Erster anatomischer Atlas für die Genaktivität eines Säugetiers
Internationales Wissenschaftlerkonsortium analysiert die aktiven Gene im Mausembryo
18000 Gene und 400 MicroRNAs, die jeweils in 24 unterschiedlichen Bildern untersucht wurden; 1420 anatomische Strukturen, an denen die aktiven Gene gekennzeichnet sind; 1002 gewebespezifische Gene als neuartige Marker für 37 verschiedene anatomische Strukturen - mit dem „hochaufgelösten anatomischen Atlas des Transkriptoms im Mausembryo“ stellt das EURExpress Konsortium, eine internationale Gruppe von Wissenschaftlern aus zwölf europäischen Forschungseinrichtungen, die weltweit erste umfassende Übersicht über die räumliche und zeitliche Aktivität aller bekannten Gene eines ganzen Säugerorganismus zu einem bestimmten Zeitpunkt seiner Entwicklung zur Verfügung.
In der renommierten Fachzeitschrift PLoS Biology beschreiben die Forscher, welche Gene in den verschiedenen Organen eines 14,5 Tages alten Mausembryos aktiv sind und erläutern, wie ihre Daten die Suche nach Kandidatengenen für genetische und komplexe Erkrankungen unterstützen kann.

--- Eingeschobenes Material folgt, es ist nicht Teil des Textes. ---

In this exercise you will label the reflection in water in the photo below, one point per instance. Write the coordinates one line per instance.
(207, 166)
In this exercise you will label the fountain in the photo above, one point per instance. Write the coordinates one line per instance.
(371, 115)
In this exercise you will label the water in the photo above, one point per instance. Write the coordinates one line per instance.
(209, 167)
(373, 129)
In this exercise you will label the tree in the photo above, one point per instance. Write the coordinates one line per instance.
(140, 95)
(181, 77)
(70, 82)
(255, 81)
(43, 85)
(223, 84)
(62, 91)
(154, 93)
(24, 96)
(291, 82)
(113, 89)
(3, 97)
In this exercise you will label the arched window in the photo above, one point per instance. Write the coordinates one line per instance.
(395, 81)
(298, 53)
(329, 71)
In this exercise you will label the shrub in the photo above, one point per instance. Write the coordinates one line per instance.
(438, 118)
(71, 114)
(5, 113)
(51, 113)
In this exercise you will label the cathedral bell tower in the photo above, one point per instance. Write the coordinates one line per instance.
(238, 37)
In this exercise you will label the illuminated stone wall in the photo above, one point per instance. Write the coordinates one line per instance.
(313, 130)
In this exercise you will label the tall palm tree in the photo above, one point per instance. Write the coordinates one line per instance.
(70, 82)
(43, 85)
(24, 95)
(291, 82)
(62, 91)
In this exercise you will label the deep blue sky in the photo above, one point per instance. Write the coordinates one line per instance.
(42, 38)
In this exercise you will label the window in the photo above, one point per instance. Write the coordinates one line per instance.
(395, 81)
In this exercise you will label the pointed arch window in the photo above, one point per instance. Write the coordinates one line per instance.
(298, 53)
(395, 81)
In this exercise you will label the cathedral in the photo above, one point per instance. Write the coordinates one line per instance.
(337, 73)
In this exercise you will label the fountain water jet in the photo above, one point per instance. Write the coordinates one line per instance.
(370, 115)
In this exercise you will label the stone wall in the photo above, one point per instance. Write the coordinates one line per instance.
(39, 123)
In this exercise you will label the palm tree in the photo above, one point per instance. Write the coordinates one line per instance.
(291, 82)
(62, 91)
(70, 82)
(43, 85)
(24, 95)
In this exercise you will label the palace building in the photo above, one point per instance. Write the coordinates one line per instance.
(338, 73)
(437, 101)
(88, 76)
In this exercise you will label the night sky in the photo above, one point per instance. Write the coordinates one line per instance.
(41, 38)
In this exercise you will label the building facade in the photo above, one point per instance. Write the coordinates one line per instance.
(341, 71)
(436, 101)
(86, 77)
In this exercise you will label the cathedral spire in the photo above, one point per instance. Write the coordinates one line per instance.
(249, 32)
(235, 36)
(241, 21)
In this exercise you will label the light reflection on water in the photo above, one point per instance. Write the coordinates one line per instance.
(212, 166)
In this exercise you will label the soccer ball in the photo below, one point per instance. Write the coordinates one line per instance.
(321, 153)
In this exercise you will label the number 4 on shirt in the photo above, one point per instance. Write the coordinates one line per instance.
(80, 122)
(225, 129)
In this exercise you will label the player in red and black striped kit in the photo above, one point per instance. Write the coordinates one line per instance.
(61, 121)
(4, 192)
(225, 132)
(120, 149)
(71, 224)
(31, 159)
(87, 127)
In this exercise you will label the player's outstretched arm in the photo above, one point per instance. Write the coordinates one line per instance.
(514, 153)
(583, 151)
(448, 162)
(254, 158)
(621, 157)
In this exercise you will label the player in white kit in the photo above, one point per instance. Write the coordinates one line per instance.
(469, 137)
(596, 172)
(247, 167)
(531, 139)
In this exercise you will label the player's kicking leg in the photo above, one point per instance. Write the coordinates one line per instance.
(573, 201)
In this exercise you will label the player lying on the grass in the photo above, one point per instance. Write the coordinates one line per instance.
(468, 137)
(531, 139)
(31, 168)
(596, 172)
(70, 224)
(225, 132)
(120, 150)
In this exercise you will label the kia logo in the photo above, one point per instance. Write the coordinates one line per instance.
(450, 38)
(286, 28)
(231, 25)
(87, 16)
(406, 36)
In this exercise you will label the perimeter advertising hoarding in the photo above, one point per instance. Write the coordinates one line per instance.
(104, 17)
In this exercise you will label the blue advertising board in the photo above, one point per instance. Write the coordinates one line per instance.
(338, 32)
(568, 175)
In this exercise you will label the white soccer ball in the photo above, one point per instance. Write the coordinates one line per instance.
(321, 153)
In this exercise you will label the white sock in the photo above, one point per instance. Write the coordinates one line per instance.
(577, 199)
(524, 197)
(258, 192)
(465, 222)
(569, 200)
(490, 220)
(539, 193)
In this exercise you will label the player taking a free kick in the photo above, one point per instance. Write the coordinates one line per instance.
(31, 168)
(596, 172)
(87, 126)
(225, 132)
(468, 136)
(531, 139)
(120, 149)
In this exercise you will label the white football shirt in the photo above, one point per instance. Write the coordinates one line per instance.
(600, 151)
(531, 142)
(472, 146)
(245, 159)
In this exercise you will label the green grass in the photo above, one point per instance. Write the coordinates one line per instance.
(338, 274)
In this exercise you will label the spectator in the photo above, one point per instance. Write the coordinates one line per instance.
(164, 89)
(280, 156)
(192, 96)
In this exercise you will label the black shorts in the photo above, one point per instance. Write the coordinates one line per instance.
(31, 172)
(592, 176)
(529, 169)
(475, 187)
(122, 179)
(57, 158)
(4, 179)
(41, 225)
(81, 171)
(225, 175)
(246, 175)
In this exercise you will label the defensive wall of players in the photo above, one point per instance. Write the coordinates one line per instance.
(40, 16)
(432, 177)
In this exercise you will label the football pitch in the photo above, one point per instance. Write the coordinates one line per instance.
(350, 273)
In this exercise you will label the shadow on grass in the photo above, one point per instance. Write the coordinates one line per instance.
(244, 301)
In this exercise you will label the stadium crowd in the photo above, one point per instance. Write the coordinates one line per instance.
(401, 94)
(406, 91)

Säugling, Kleinkind, erwachsener Mensch – alle Organismen durchlaufen verschiedene Lebensstadien, in denen ihr Körper unterschiedliche Funktionen erfüllen muss. Die Erbinformation eines Individuums wird bei seiner Zeugung festgelegt und ist in allen Zellen des Organismus identisch – unabhängig von der jeweiligen Entwicklungsstufe. Die Entwicklung unterschiedlicher Organe und Körperteile, die in verschiedenen Lebensabschnitten unterschiedliche Funktionen im Organismus wahrnehmen müssen, ist daher nur möglich, weil zu unterschiedlichen Zeitpunkten unterschiedliche Gene in den einzelnen Zellen angeschaltet sind.

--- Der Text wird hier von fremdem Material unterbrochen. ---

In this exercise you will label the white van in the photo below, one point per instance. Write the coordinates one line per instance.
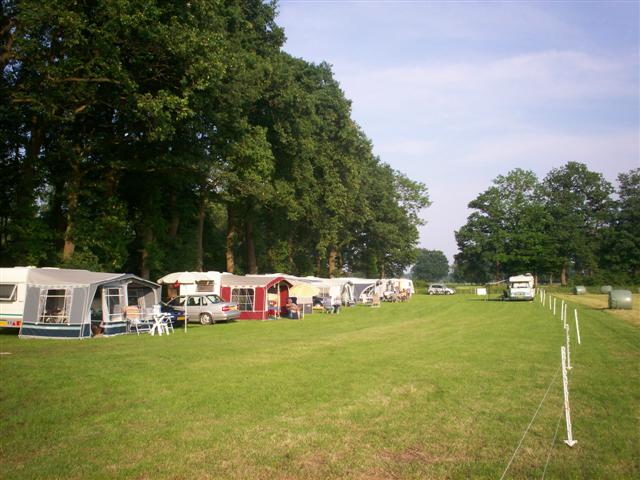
(521, 287)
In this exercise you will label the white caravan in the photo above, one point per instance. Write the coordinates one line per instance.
(521, 287)
(13, 289)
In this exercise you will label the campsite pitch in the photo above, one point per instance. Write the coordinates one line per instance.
(439, 387)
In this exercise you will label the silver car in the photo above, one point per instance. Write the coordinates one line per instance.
(440, 289)
(205, 308)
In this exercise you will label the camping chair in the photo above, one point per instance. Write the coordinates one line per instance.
(327, 303)
(375, 301)
(162, 322)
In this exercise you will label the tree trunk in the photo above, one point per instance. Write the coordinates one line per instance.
(147, 239)
(563, 274)
(252, 267)
(231, 233)
(290, 254)
(174, 219)
(200, 234)
(332, 261)
(72, 209)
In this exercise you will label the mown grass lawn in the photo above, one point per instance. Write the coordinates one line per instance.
(440, 387)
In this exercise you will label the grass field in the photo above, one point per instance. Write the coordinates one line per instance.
(440, 387)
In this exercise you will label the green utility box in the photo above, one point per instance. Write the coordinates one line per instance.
(620, 299)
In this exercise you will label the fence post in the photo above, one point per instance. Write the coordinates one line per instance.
(567, 411)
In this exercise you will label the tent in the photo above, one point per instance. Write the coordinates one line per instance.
(62, 303)
(251, 293)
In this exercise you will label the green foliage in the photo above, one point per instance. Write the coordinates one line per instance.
(132, 132)
(567, 227)
(431, 265)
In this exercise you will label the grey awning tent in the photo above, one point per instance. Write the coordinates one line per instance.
(63, 303)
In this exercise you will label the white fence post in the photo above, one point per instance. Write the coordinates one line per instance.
(567, 411)
(568, 345)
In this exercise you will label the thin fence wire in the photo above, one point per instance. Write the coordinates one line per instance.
(553, 442)
(515, 452)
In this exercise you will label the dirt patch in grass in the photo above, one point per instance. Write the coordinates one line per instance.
(601, 302)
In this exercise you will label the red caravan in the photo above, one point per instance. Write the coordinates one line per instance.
(252, 293)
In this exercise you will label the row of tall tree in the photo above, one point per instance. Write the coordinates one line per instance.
(160, 136)
(573, 225)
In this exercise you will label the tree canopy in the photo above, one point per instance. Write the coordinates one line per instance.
(570, 225)
(162, 136)
(431, 266)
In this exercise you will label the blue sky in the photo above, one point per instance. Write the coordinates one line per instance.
(454, 94)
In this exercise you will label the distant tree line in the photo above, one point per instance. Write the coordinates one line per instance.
(572, 226)
(163, 136)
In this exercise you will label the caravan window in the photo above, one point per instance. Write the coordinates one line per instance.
(244, 298)
(135, 297)
(204, 286)
(55, 305)
(113, 297)
(8, 292)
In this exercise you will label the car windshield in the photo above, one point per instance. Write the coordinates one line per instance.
(195, 300)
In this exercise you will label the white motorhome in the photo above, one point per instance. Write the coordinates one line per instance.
(13, 289)
(521, 287)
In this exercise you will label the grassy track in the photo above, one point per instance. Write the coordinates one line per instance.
(441, 387)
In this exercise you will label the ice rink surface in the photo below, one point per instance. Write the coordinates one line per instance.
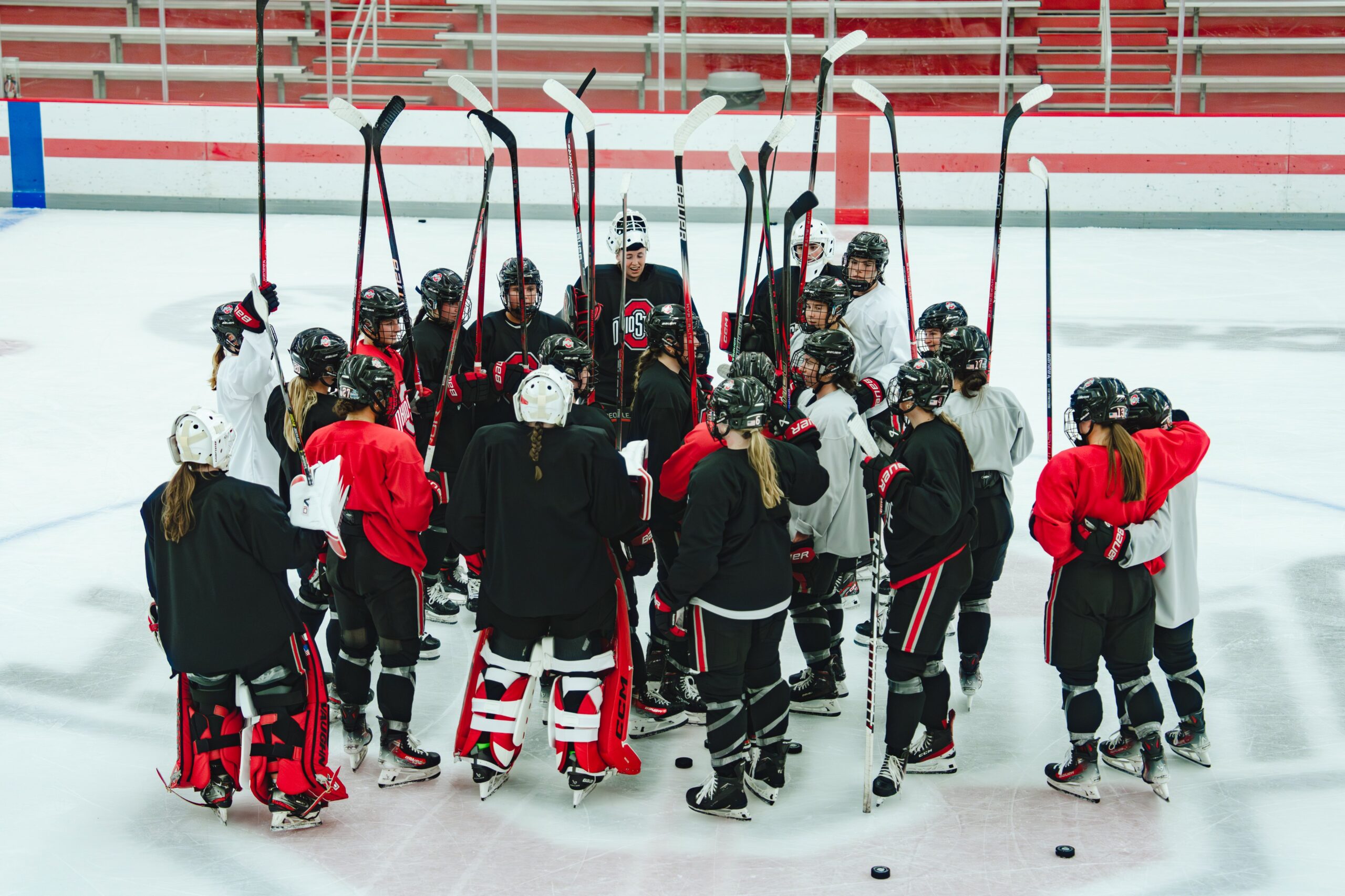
(104, 339)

Aber wann sind welche Gene in welcher Zelle aktiv? Die Antwort ist von entscheidender Bedeutung für das Verständnis der physiologischen Funktion eines Gens. In fünfjähriger Arbeit, die aus Mitteln der Europäischen Union finanziert wurde, haben die Forscher des EURExpress Konsortiums, unter ihnen die Arbeitsgruppen von Stefan Mundlos und Marie-Laure Yaspo vom Berliner Max-Planck-Institut für molekulare Genetik, die Aktivität aller bekannten Gene der Maus in allen Gewebestrukturen eines 14,5 Tage alten Mausembryos untersucht. Sie nutzten dafür ein kolorimetrisches Verfahren namens RNA in situ Hybridisierung, das die Expression von Genen mit zellulärer Auflösung in ihrem natürlichen Kontext sichtbar macht.

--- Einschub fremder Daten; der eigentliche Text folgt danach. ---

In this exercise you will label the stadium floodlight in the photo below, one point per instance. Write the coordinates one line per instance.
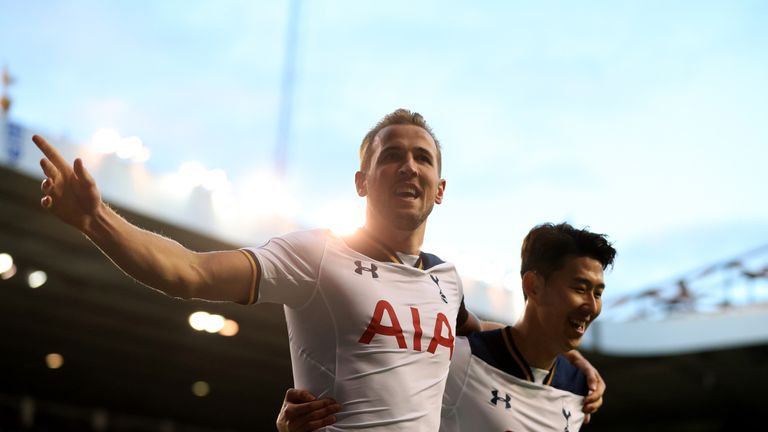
(198, 320)
(36, 279)
(201, 388)
(54, 360)
(6, 262)
(230, 328)
(214, 323)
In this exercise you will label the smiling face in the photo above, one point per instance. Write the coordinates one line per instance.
(402, 183)
(567, 302)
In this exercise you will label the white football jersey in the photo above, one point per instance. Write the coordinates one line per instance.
(376, 336)
(490, 389)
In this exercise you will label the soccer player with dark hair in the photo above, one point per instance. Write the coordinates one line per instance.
(516, 378)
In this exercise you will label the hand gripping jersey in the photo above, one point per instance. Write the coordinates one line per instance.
(490, 389)
(376, 336)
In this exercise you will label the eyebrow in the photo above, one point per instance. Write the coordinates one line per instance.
(588, 282)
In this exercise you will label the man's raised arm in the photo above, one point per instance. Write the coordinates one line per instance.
(70, 193)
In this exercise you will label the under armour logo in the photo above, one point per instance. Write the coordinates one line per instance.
(496, 399)
(360, 269)
(437, 282)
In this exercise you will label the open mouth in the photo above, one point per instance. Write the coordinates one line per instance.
(407, 192)
(579, 325)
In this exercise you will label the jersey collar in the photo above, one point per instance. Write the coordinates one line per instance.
(522, 368)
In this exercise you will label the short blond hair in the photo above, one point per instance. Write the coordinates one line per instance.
(400, 116)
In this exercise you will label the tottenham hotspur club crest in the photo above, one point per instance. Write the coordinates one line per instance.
(496, 398)
(372, 269)
(437, 282)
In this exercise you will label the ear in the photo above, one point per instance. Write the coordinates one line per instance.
(360, 184)
(532, 285)
(440, 192)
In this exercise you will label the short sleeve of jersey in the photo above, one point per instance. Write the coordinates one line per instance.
(457, 377)
(289, 267)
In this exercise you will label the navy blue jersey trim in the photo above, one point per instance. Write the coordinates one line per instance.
(428, 261)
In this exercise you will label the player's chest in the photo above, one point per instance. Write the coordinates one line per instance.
(390, 304)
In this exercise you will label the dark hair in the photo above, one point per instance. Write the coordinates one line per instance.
(546, 247)
(400, 116)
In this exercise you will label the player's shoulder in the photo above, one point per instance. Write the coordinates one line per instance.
(304, 236)
(569, 378)
(489, 347)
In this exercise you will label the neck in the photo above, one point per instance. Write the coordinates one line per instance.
(404, 241)
(531, 340)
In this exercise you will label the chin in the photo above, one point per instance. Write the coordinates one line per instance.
(408, 221)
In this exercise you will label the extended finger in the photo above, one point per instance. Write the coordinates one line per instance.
(49, 169)
(82, 174)
(317, 424)
(46, 185)
(309, 409)
(299, 396)
(50, 152)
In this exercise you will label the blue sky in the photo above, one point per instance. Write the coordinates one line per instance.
(641, 119)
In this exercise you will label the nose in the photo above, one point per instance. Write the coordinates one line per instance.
(408, 167)
(592, 304)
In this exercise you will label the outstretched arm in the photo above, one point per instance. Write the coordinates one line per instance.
(595, 383)
(70, 193)
(302, 412)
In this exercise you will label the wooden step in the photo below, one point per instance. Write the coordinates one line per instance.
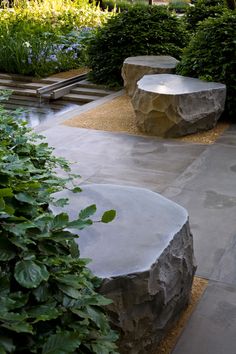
(80, 98)
(20, 84)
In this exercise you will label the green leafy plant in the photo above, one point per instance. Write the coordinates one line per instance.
(178, 6)
(143, 30)
(203, 9)
(211, 55)
(48, 298)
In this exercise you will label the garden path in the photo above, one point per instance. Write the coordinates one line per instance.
(202, 178)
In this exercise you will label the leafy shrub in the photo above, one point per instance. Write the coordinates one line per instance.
(179, 6)
(48, 302)
(211, 55)
(143, 30)
(203, 9)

Die Ergebnisse dieser Arbeit stehen in Form einer interaktiven Webdatenbank für die wissenschaftliche Gemeinschaft zur Verfügung. „Die Aufbereitung der Ergebnisse erlaubt es anderen Gruppen, die Daten für ihre eigenen Untersuchungen zu nutzen“, erläutert Marc Sultan, Wissenschaftler am MPI für molekulare Genetik. „Wir selber nutzen die Ergebnisse bereits für andere Untersuchungen, indem wir beispielsweise für bestimmte Krankheitsbilder zeigen, mit welchen Genaktivitäten sie verbunden sind bzw. welche Gene an der Entstehung der Krankheit beteiligt sein könnten.“ Die Qualität und die exakte räumliche Verteilung der Daten erlauben darüber hinaus neue Erkenntnisse über die komplexe segmentale Organisation des Säugerhirns und geben Hinweise für die Aufklärung wichtiger Signalwege, die zum Beispiel an der Entwicklung der Niere beteiligt sind.
Genomweite Genexpressionsanalysen spielen heute eine wichtige Rolle für die funktionelle Genomik. Die Forscher hoffen, dass ihre Ergebnisse künftig zur Aufklärung zahlreicher weiterer Fragestellungen beitragen werden, wie zum Beispiel die Bestimmung regionaler Unterschiede in komplexen Organen, die Suche nach regulatorischen Elementen für die Steuerung gewebsspezifischer Genaktivitität, die Charakterisierung von Gen-Netzwerken, die zwischen verschiedenen Organen aktiv sind oder auch die Untersuchung von möglichen Kandidatengenen für komplexe und angeborere Erkrankungen.